What on earth are you talking about? You are not showing any evidence of understanding WHY I made my comment about the connectionist community, but have once again departed on a side track about computational universality. You say much, here, that I could get drawn into, but I am not going to because it simply has nothing to do with the content of my paper.


You propose to take core chunks of complex system and test them empirically, finding scientific characterizations of their behavior that could be used in a larger system. Great! This is just what Hugo de Garis has been saying, in detail and for years and years, with his schemes for evolving Hopfield nets.

This is a joke, right? You read my description of how to proceed, and all you understood was "You propose to take core chunks of complex system and test them empirically, finding scientific characterizations of their behavior that could be used in a larger system."?

I said nothing of the sort, and my proposal has not the slightest resemblance to what Hugo de Garis is doing.

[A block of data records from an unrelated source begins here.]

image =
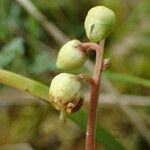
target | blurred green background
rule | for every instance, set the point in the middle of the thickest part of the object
(31, 33)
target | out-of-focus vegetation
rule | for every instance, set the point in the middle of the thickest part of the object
(27, 48)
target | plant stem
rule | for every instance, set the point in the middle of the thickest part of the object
(91, 125)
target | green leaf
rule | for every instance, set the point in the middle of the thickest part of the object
(130, 79)
(11, 51)
(102, 135)
(41, 91)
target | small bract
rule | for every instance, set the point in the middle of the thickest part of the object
(99, 23)
(65, 92)
(70, 56)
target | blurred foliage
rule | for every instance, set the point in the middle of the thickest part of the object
(27, 48)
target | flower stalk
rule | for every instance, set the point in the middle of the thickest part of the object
(91, 125)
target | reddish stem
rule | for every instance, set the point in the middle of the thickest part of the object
(91, 125)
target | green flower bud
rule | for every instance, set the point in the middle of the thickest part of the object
(99, 23)
(65, 93)
(70, 56)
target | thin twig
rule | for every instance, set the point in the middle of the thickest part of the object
(91, 124)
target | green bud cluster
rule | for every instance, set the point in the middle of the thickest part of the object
(65, 91)
(70, 56)
(99, 23)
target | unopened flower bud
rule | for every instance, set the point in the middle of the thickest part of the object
(70, 56)
(99, 23)
(65, 93)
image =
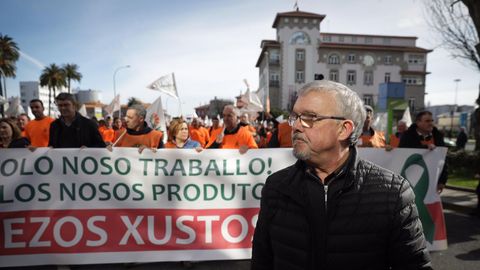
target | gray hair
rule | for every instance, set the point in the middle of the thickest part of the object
(140, 110)
(349, 104)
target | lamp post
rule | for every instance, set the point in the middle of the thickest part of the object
(454, 108)
(115, 90)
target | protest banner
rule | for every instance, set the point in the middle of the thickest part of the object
(84, 206)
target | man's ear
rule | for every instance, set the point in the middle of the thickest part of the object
(346, 129)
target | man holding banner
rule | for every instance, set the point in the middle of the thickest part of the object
(331, 209)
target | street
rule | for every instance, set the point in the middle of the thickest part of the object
(463, 251)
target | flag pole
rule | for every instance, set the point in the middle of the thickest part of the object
(178, 96)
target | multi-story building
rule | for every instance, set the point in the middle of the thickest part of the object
(32, 90)
(302, 53)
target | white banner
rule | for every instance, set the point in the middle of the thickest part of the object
(173, 205)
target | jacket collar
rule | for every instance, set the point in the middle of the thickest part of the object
(342, 179)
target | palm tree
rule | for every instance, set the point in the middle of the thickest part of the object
(9, 54)
(71, 73)
(53, 77)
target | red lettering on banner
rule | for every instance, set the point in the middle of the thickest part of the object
(116, 230)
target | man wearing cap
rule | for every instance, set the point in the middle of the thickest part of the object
(371, 137)
(423, 134)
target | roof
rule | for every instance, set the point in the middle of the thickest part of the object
(412, 72)
(296, 14)
(367, 35)
(329, 45)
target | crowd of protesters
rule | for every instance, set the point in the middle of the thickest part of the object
(72, 130)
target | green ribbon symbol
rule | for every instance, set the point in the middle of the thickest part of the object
(421, 190)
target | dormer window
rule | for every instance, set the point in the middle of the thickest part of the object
(300, 38)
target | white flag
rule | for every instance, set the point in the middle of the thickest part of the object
(407, 118)
(114, 105)
(29, 113)
(155, 117)
(15, 109)
(165, 84)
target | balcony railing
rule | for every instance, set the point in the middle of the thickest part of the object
(274, 61)
(274, 83)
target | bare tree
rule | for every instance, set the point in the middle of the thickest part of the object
(451, 19)
(458, 24)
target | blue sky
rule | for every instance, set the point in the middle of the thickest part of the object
(210, 45)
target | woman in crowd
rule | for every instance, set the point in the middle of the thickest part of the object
(178, 136)
(10, 135)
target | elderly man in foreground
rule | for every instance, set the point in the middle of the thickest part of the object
(331, 209)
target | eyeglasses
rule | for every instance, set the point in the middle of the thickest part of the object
(307, 120)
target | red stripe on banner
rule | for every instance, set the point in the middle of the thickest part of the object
(436, 212)
(113, 230)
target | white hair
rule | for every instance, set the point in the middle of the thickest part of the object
(349, 104)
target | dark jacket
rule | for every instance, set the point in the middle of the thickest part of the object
(368, 220)
(82, 132)
(462, 140)
(411, 139)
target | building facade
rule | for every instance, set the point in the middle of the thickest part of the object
(303, 53)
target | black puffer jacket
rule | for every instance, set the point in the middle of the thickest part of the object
(86, 134)
(368, 221)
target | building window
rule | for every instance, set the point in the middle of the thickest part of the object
(387, 77)
(415, 59)
(300, 38)
(274, 80)
(351, 77)
(387, 60)
(411, 104)
(368, 78)
(368, 100)
(333, 75)
(351, 58)
(333, 59)
(299, 76)
(412, 81)
(300, 55)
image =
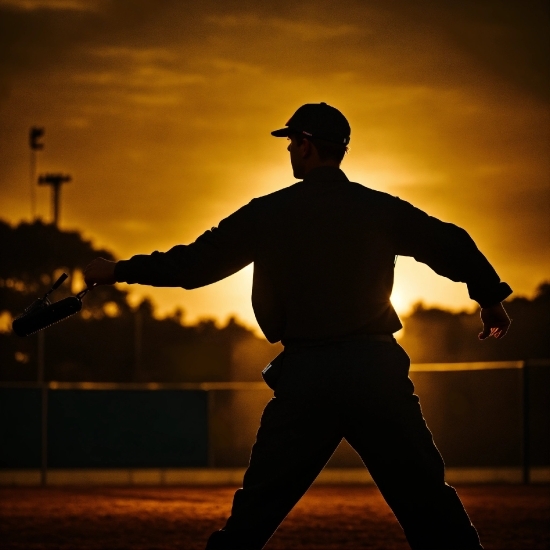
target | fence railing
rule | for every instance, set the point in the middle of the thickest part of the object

One final point, about the difference between science and engineering: To bridge the GLD, you can form a patchwork of theories that in time comes to cover the phenomena reasonably well -- that's science. Or you can take specific parts of the landscape that you do understand well and use them to build a working machine, and don't care what happens elsewhere in the space because you're not operating there. That's engineering. Scruffy AI was science -- build lots of different stuff and see what happens, forming new theories and gaining new knowledge. Neat AI is engineering -- work in well-characterized, mathematically tractable parts of the space. Both are necessary. Let's get on with the job. It might save some time not to reinvent all the wheels just so that we can stick our own names on them, though.

Fascinating.

The whole point of the paper was to explain exactly why this chunk of text you just produced CANNOT be made to work.

But not once have you shown the slightest sign that you understood the argument I actually presented.

You have distorted it, parodied it, insulted it, and flown off on tangents that have nothing to do with it ... but at no point have you demonstrated an ability to paraphrase the argument well enough to show you understand what I was trying to say, let alone explained why you disagree.

If you can paraphrase someone else's claim accurately, and THEN go on to analyze it and show why it is wrong, then you demonstrate that you understand.

If you can't do that (and so far, you have not), then the only conclusion I can come to is that you simply never understood it.

Even that, I could respond positively to, but your opening salvo was a blistering insult. That doesn't sit well.